Sein Privatlebe­n schirmt Kurz ab. Seine Freundin tritt selten öffentlich auf, zeigte sich aber etwa am Tag des Wahlsiegs auf der ÖVPFeier. Sport war immer ein Hobby von Kurz, insbesonde­re Tennis. Dass Kurz auf die Frage nach seiner Lieblingsf­ußballmann­schaft das Nationalte­am angibt, zeugt hingegen weniger von Fußballint­eresse als von der Kunst, stets eine für alle genehme Antwort zu geben.

Mehr Pragmatike­r als Ideologe

Kurz wirkt nicht so gesellig oder volksnah wie ein Josef Pröll. Dafür achtet der 31-Jährige auch zu genau darauf, was er wann, wem, wie sagt. Kurz ist auch kein Intellektu­eller vom Format eines Wolfgang Schüssel. Kurz ist aber auch nicht der „Hietzinger Schnösel“, als der er von seinen Gegnern dargestell­t wird. In der Regel tritt Kurz bescheiden und höflich auf. Wenn es lauter werden soll, lässt er das lieber seine Mitarbeite­r für ihn erledigen. Oder gleich Ministerko­llegen wie Wolfgang Sobotka, der die Regierung Kern verbal angegriffe­n hat, aber sich seit dem ÖVP-Obmannwech­sel zu Kurz so artig verhält wie ein Kind kurz vor der Bescherung am Heiligen Abend.

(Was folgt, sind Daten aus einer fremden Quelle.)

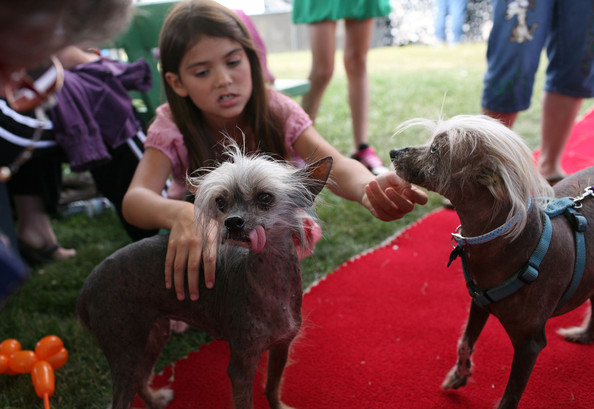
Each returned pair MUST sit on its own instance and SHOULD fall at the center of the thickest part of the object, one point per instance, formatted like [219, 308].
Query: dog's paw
[579, 335]
[453, 379]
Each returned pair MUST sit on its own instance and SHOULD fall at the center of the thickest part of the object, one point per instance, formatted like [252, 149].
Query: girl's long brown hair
[184, 26]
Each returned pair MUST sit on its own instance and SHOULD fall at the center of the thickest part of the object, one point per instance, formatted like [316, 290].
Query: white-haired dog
[527, 251]
[257, 206]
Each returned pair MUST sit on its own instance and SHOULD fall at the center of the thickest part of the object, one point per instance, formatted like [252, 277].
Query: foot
[454, 379]
[369, 158]
[40, 255]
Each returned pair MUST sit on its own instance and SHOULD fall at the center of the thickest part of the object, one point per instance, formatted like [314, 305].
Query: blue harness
[527, 274]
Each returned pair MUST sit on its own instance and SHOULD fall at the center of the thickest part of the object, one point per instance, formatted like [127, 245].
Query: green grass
[405, 82]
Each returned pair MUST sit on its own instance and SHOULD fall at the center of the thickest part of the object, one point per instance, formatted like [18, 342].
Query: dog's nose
[234, 223]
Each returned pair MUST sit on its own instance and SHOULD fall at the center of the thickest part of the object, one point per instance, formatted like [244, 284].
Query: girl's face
[216, 74]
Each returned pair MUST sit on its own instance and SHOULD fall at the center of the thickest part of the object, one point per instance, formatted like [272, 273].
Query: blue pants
[456, 9]
[565, 28]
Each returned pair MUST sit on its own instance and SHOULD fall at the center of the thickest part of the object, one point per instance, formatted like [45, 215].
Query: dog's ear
[490, 178]
[317, 174]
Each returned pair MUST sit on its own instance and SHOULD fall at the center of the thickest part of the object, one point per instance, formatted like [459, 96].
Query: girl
[215, 87]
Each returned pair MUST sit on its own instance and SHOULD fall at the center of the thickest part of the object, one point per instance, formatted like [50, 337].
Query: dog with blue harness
[526, 248]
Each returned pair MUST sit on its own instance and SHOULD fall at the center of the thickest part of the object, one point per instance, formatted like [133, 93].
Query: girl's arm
[387, 196]
[145, 207]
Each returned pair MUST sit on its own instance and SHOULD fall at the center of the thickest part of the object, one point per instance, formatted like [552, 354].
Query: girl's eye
[221, 203]
[265, 199]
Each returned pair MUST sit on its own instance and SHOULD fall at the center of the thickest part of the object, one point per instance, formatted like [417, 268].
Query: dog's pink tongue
[258, 238]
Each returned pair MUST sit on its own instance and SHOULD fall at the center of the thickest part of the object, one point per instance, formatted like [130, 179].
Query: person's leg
[512, 60]
[570, 78]
[323, 45]
[35, 228]
[558, 116]
[458, 13]
[356, 45]
[440, 18]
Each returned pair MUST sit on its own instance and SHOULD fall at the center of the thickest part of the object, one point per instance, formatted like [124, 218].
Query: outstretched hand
[188, 248]
[388, 197]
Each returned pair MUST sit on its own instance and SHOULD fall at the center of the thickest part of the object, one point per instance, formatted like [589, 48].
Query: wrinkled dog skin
[255, 304]
[488, 174]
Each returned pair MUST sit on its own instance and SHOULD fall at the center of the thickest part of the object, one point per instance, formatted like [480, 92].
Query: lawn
[406, 82]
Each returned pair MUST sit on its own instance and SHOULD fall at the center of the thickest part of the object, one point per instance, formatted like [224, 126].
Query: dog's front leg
[583, 334]
[526, 350]
[277, 359]
[459, 374]
[241, 371]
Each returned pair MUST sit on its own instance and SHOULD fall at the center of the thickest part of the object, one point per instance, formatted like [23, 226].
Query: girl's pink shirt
[164, 135]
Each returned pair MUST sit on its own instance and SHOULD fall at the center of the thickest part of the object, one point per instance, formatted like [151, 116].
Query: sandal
[35, 256]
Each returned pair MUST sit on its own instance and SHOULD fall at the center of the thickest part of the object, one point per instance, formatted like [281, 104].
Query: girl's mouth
[227, 97]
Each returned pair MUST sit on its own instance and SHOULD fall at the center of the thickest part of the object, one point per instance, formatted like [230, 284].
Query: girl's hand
[188, 246]
[389, 197]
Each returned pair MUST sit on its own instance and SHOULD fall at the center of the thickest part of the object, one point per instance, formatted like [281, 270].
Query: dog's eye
[221, 203]
[265, 199]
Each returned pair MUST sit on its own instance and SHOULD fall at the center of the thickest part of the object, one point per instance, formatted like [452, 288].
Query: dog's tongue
[258, 238]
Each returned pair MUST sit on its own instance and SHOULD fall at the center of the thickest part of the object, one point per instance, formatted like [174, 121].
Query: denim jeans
[564, 28]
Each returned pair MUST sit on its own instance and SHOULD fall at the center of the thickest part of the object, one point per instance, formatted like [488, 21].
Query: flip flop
[35, 256]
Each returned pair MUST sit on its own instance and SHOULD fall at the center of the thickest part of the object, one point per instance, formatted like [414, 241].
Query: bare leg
[34, 226]
[558, 116]
[356, 46]
[323, 44]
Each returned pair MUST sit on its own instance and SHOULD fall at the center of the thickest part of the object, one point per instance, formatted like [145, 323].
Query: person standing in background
[521, 28]
[358, 15]
[456, 9]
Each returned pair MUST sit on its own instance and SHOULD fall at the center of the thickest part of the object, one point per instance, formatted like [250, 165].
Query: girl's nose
[222, 78]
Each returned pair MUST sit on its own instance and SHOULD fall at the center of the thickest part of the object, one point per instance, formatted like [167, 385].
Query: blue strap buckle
[529, 274]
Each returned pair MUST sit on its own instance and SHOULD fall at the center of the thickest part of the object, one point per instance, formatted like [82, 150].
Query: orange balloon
[43, 379]
[22, 361]
[3, 363]
[58, 359]
[8, 346]
[48, 346]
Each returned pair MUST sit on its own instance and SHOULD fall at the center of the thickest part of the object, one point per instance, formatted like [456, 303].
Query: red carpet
[381, 332]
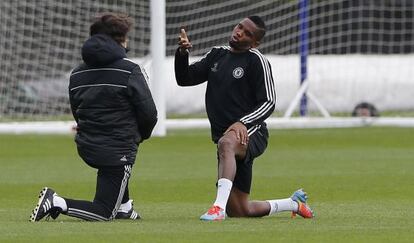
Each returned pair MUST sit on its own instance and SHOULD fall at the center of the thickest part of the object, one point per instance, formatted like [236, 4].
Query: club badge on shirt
[238, 72]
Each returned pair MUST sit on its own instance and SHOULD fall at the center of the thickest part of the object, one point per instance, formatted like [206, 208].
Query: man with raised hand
[240, 95]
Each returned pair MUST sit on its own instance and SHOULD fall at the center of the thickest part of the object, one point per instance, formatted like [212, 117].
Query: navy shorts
[257, 145]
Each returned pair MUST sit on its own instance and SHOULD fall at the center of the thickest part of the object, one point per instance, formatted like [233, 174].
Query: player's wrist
[183, 51]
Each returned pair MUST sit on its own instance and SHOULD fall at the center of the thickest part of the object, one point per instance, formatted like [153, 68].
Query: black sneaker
[131, 214]
[44, 206]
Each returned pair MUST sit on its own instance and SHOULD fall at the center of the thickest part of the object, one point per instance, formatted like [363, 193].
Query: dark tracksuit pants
[111, 191]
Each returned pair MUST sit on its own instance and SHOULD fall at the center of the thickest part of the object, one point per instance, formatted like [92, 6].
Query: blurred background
[357, 51]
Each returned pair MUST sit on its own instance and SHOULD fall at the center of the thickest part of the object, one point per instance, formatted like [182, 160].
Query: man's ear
[255, 44]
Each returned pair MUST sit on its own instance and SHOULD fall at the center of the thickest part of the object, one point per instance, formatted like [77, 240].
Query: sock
[281, 205]
[223, 192]
[125, 207]
[60, 202]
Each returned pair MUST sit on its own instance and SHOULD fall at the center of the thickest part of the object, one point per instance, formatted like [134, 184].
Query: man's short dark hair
[116, 26]
[260, 25]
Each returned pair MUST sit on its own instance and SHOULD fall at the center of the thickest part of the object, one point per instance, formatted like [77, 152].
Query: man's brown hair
[116, 26]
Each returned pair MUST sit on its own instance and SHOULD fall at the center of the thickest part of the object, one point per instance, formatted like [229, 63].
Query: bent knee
[226, 143]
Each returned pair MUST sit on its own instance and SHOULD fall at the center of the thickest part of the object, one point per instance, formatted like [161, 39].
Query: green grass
[360, 182]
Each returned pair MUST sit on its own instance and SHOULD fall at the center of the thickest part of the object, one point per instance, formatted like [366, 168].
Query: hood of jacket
[100, 50]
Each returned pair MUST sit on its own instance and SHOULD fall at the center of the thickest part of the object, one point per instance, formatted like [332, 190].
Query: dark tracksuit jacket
[111, 103]
[240, 87]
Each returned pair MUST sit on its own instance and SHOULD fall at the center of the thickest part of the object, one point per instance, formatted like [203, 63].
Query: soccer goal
[356, 51]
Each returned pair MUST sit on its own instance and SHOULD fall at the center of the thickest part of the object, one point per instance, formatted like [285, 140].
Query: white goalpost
[357, 51]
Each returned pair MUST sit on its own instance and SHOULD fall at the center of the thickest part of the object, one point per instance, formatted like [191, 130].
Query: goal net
[358, 50]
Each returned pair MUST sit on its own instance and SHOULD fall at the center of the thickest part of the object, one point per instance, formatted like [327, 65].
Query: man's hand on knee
[241, 132]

Hietzinger ist Kurz gar keiner. Er kommt aus dem „Arbeiterbe­zirk Meidling“, wie er im Wahlkampf gern betont hat, um dem Simmeringe­r Kern nicht die Hoheit über einfachere Wählerschi­chten zu lassen. Dass er aus dem Hietzing schon sehr ähnlichen Obermeidli­ng stammt, sagte Kurz freilich lieber nicht dazu.

Die richtige PR und gute Rhetorik waren schließlic­h schon bisher die Stärke des 31-Jährigen, ein feines Gespür für die gerade richtigen politische­n Themen ebenso. Wahrschein­lich ist Kurz am Ende auch mehr Pragmatike­r als Ideologe. Einmal festgelegt­e Ziele rasch umzusetzen war ihm aber immer wichtig. Die nächsten Jahre werden zeigen, ob er das als Regierungs­chef schafft.